LDS wrote:Yes, I'm sure you have buck all interest in the regional vagaries of English. That's not at all the whole point of what we're discussing
i don't know why you'd think that. another bizarre aside. i am interested in different languages and regional variations. yesterday i even listened to a podcast about friulano spoken in north east of italy
I can only repeat, it quite obviously doesn't work, even as a compromise, if the words Xu Si are not in any way close to being pronounced Zoo See.
you can repeat it but it is still wrong. there is no reason to assume 'zoo see' as the only possible pronunciation. just because your first guess was wrong does not invalidate the system. why would si not be 'sigh' like a diminutive form of simon, rhyming with sci-fi.
given combinations of letters in english don't generally have a singular pronunciation. i can think of at least three equally valid ways of saying the common english name niall, -ough is a minefield and so on. to know one looks at the context, usage, derivation etc of the words.
And you are free to repeat "well hey, that's just the way it is", but that doesn't help the fact that those letters arranged like that do not help people pronounce the guy's name as intended.
i have already expanded on the point that it an established system that demonstrably does help, and is used as standard in teaching mandarin as a second language. it's more 'that's the way it is, if it ain't broke...'.
the x has no precise equivalent in english, but it's pretty close to how x would be in some iberian languages, hence probably why it was chosen. this quite accessible to most native english speakers. is it perfect, maybe not. there likely can't be a perfect solution.

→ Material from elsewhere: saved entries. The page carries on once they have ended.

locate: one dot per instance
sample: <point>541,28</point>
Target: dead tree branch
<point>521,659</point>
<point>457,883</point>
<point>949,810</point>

In an ideal world we'd all speak everyone else's languages perfectly, but since that's impractical, to say the least, I really don't think learning a compromise language as a means to translate the written name of someone is greatly helping the situation. Especially when that middle language bares virtually no relation to anglicised pronunciation.
there is no middle or compromise language. you learn the transliteration (note not translation - that is something different). so you know how to interpret chinese characters. there are no phoneme represented in 徐思. (afaik).
It might have been useful once upon a time as a means to translate texts, something specifically academic in nature, but for practical use for Orientals in the company of the populous of other nations? It appears not.
again it is actually useful today, not just for learning pronunciation, but inputting chinese on a qwerty computer keyboard etc.
Or we wouldn't be having this conversation...
you can't just be incredibly dense and obstinate then claim to be right as 'otherwise we wouldn't be having this conversation' when people point out how you're wrong.